The present study, led by Michael Lee, MD, FSCAI, from the University of California, Los Angeles (UCLA) Medical Center evaluated the safety and efficacy of ULMCA PCI with DES in patients with normal left ventricular function. Researchers used data from a multicenter international registry, identifying 221 patients who underwent elective PCI for ULMCA disease between 2002 and 2009. Patients in the study had a mean age of 68 years and 75% were male; 25% had diabetes, 39% had a history of heart attack, and 40% had a prior PCI.

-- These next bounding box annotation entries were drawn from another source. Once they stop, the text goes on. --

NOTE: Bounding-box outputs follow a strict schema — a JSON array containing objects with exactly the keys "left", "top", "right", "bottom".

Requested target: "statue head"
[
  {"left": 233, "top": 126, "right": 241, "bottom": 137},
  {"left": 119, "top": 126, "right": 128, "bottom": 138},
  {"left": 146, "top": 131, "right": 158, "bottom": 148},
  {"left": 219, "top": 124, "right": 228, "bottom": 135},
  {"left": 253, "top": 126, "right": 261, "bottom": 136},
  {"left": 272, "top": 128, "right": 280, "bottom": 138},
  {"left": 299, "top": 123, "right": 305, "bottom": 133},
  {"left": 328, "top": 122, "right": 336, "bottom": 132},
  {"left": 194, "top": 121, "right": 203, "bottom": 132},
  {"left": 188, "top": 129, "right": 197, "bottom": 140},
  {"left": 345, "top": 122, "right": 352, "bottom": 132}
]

"Our analysis confirms that elective PCI with DES in patients with normal left ventricular function is a safe and effective treatment for ULMCA disease," said Dr. Lee. In the first 30 days following angioplasty no cardiac death, target lesion revascularization (TLR), stent thrombosis, or stroke were reported. While no cases of Q-wave myocardial infarction occurred, seven patients had periprocedural myocardial infarction.
The authors found that event-free survival estimates for cardiac death and TLR at five years was 96% and 89%, respectively. Further analysis established that patient age of 75 years or older and a history of myocardial infarction were independent predictors of cardiac death. "Research comparing the safety and efficacy of ULMCA PCI with DES versus CABG are needed and results from a large multicenter trial are forthcoming." Dr Lee concluded, "ULMCA PCI may be a viable option for low-risk patients with normal left ventricular function."